The Critical Thinking Award is presented to the member of the graduating class whose keen appreciation for ideas and willingness to promote intellectual discussion enlivens our classrooms and hallways on a daily basis. One teacher wrote that Lexi Scheuing “is hardworking, dedicated to the causes about which she is passionate, and  mature beyond her years. She puts 100% effort into every project she tackles.” Another teacher adds, “Lexi…is the student you want in your classroom—in person or online. She loves being there, loves to engage with the material, and loves to connect with her teachers and fellow students. She is unfailingly positive, laughs freely, asks questions that other students are embarrassed to ask, breaks silences, vocally supports other students for their participation, plays games with enthusiasm, contributes meaningfully to small group discussions, and in every way elevates the learning experience for everyone in the room.”

The Responsible Action Award is presented to the member of the graduating class who in both quiet, unseen actions and courageous public moments demonstrates a consistent, sincere regard for the community. Mattia da Fieno’s love for the EPS community shines through everything he does. He is often the first student to arrive in the room (physical or virtual) and always greets the teacher with a sincere “hello, how are you?” (or in some cases, “hola, ¿cómo estás?”) One teacher wrote, “Mattia is kind, in the truest sense of the word. He is not just surface-level nice, he acts with a sense of responsibility to all in his class and expresses an understanding that we are a community.”
Peers agreed, adding, “he always cares about each individual person.” Another recalled that Mattia “was among the first to introduce me to the EPS community. He definitely embodies the ideals of this award.”

The Compassionate Leadership Award is presented to the member of the graduating class whose actions consistently reflect the importance of personal responsibility and compassion for others, setting an example for all to follow. Eliana Swai is the embodiment of compassionate leadership. One teacher noted, “Eliana seeks to create a  more equitable, inclusive, kind, and innovative world.

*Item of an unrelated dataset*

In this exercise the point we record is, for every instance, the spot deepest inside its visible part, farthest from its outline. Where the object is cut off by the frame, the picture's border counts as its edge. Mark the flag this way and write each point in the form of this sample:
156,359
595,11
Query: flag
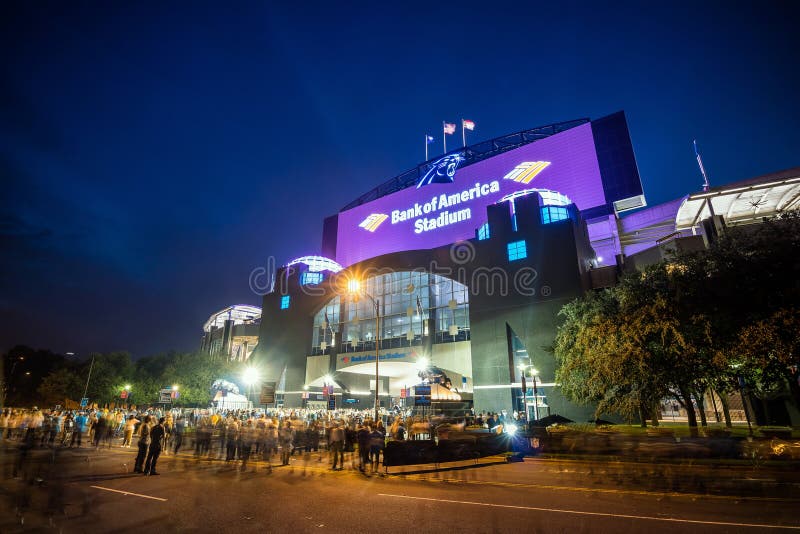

She does so with grace and a steadfast compass of truth striving to see the best in others.” Another added, “Eliana has tirelessly dedicated herself to ensuring that equity and inclusion remain at the forefront of the EPS agenda, and she does all this with a calm perseverance and willingness to
listen to the views of others.” Her peers mentioned her contributions to the school community and her leadership abilities. One noted, “She is deeply committed to EPS and works hard every day to make it as safe and welcoming a place as possible.”

The Wise Innovation Award is presented to the member of the graduating class whose creativity, curiosity, and contributions illuminate new possibilities and inspire others to similar exploration. Of Kenneth Yang, one faculty member wrote, “He continues to amaze me in my interactions with him. Kenneth was the driving force for making a video game that was submitted to Microsoft, and his mentor was amazed at the creativity and approach. The amazing thing is, he is still very humble about his ability, which just makes him that much more awesome.” His classmates recognize Kenneth’s contributions similarly. “I can’t think of anyone who thinks as deeply and brings as many different questions to the table,” one peer wrote. “He’s always challenging himself and others to better understand the world.” Another commented, “He always seems eager to create and invent new things. He takes innovation to a new level.”